Use this question as one calibration data point, not a memorization target. Companies typically rotate their question pools every 2-4 months; the exact wording of a 2024 question may differ from what you encounter today. The underlying pattern, difficulty level, and follow-up depth at Apple are the higher-signal extractions to take from this report.

For broader preparation context, the Apple interview process typically includes a recruiter screen, one or two technical phone screens, and a 4-5 round on-site loop covering coding, system design (at L4+ levels), and behavioral. Reports tagged on LeakCode show the round-by-round distribution and typical difficulty calibration. To browse questions filtered by round type and seniority, use the company hub linked above.

How To Practice This Type of Question

Solve similar problems on LeetCode under timed conditions (25-35 minutes per medium difficulty). The goal is pattern recognition: recognize the underlying technique (sliding window, two-pointer, BFS, memoized recursion, etc.) within 60-90 seconds of reading. Strong candidates verbalize their hypothesis out loud before coding, then iterate based on feedback. Weak candidates dive into implementation immediately, lose time on the wrong approach, and run out of time for follow-ups.

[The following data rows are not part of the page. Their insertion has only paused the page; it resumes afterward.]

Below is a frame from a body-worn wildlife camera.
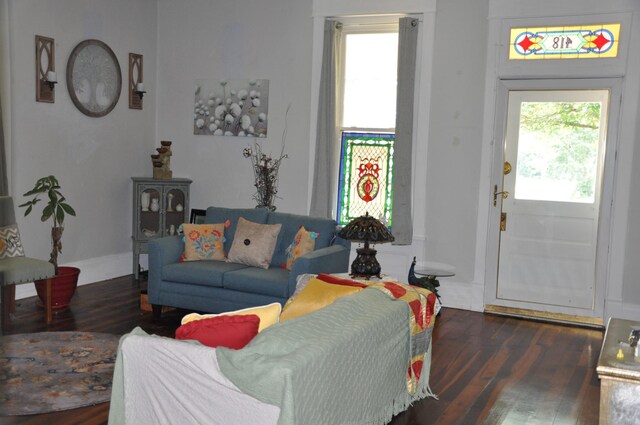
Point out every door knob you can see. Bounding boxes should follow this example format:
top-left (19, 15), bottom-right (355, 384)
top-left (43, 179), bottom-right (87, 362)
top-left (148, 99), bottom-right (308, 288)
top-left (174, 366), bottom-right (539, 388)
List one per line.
top-left (493, 184), bottom-right (509, 206)
top-left (504, 161), bottom-right (512, 175)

Companies update their question pools every 2-4 months. The exact wording of any given question may have been retired by the time you interview. Focus your prep on the pattern, not the specific problem. The patterns that appear in Apple reports consistently are the ones worth investing in; one-off niche problems are not.

During Your Apple Round

Apply the standard interview round template: clarify requirements (2-3 minutes), state your approach out loud and confirm direction with the interviewer (3-5 minutes), code with narration (15-25 minutes), test with concrete examples including edge cases (5 minutes), discuss optimization or trade-offs if time permits (5 minutes). This template is universally accepted across FAANG and adjacent companies; deviating from it produces weaker interviewer feedback signal.

The single most predictive failure mode in Apple reports tagged "no hire": not asking clarifying questions. Interviewers are explicitly trained to weight this. Strong candidates ask 3-5 clarifying questions even on problems that look obvious; weak candidates dive into code immediately. The clarifying-question check is often the first signal recorded in the interviewer's written notes.